Door die tolerante hiërarchie zijn er overal in het land nog talloze complexen en complexjes bewaard gebleven met een lange geschiedenis van godsdienstige eigenheid en zelfstandigheid. Daartoe behoort ook het voormalige Evangelisch-Luthers Oude Mannen- en Vrouwenhuis ‘De Wittenberg’ in Amsterdam, een groot pand tussen de Kerkstraat en de Nieuwe Keizersgracht. In de kerkzaal daarvan, en in een viertal bestuurskamers, is nu het Luther Museum geopend, waardoor voor het eerst die markante ruimtes in dat enorme gebouw te bezoeken zijn.
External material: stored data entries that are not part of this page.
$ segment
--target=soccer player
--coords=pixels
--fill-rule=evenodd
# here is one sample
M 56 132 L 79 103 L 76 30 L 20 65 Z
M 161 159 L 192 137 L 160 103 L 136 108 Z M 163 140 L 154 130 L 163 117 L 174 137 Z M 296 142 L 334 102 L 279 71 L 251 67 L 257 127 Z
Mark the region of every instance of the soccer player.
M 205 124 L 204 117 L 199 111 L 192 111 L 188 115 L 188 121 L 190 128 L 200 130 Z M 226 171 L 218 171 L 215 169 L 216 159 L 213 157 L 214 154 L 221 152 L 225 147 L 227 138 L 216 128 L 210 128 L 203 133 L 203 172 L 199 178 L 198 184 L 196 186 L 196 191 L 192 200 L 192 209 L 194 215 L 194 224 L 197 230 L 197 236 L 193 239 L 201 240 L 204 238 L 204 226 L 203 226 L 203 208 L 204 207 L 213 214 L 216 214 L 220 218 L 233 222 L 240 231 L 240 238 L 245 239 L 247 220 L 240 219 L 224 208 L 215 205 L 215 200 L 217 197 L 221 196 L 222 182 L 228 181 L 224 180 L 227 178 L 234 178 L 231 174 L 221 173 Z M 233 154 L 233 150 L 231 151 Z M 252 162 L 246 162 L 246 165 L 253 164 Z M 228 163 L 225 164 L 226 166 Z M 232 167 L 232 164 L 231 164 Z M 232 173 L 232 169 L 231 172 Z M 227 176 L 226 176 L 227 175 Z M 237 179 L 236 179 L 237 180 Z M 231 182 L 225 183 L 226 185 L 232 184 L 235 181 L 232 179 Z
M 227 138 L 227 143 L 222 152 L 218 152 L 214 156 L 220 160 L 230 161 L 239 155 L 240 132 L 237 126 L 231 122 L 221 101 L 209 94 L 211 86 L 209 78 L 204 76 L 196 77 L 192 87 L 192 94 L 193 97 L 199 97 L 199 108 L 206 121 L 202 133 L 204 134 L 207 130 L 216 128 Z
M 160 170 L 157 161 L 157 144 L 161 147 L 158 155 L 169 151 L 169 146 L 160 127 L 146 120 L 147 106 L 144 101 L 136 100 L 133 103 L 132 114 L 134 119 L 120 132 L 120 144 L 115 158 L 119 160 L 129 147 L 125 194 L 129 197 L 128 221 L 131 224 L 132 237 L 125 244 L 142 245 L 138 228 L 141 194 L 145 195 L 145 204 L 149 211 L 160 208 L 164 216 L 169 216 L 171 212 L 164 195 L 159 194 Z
De evangelisch-lutherse kerk ging in 2004 op in de pkn, en was toen een heel kleine gemeenschap, met zo’n dertienduizend leden, maar de lutheranen in de Republiek waren eigenlijk nooit bijzonder groot in getal. De gelovigen kwamen vooral uit de Duitse landen en Scandinavië – landarbeiders, scheepsvolk – en volgens de Nederlandse gereformeerden stonden hun opvattingen zo dicht bij de officiële, dat er eigenlijk geen bijzondere maatregelen getroffen hoefden te worden. Er werd geen bezwaar gemaakt toen de lutheranen in Amsterdam in 1604 een eigen kerk inrichtten.

Het Oude Mannen- en Vrouwenhuis werd geopend in 1772, gebouwd in dezelfde klassieke stijl als het veel grotere Oude Mannen- en Vrouwenhuis van de stad Amsterdam, drie deuren verder (nu het Sarphatihuis). De kerkzaal heeft een fraai orgel en een spectaculaire marmeren gebeeldhouwde poort, die de schenking van de grond door de stad herdenkt, een ontwerp van Jacob Otten Husly. Voor het overige is die zaal vooral een kalme, lange, stemmige ruimte; er hangt een charmant schilderijtje van Johannes Jelgerhuis (1770-1836), dat dezelfde zaal verbeeldt, begin negentiende eeuw, terwijl drie kinderen er een potje knikkeren op de planken. De sfeer is er in tweehonderd jaar niet veranderd.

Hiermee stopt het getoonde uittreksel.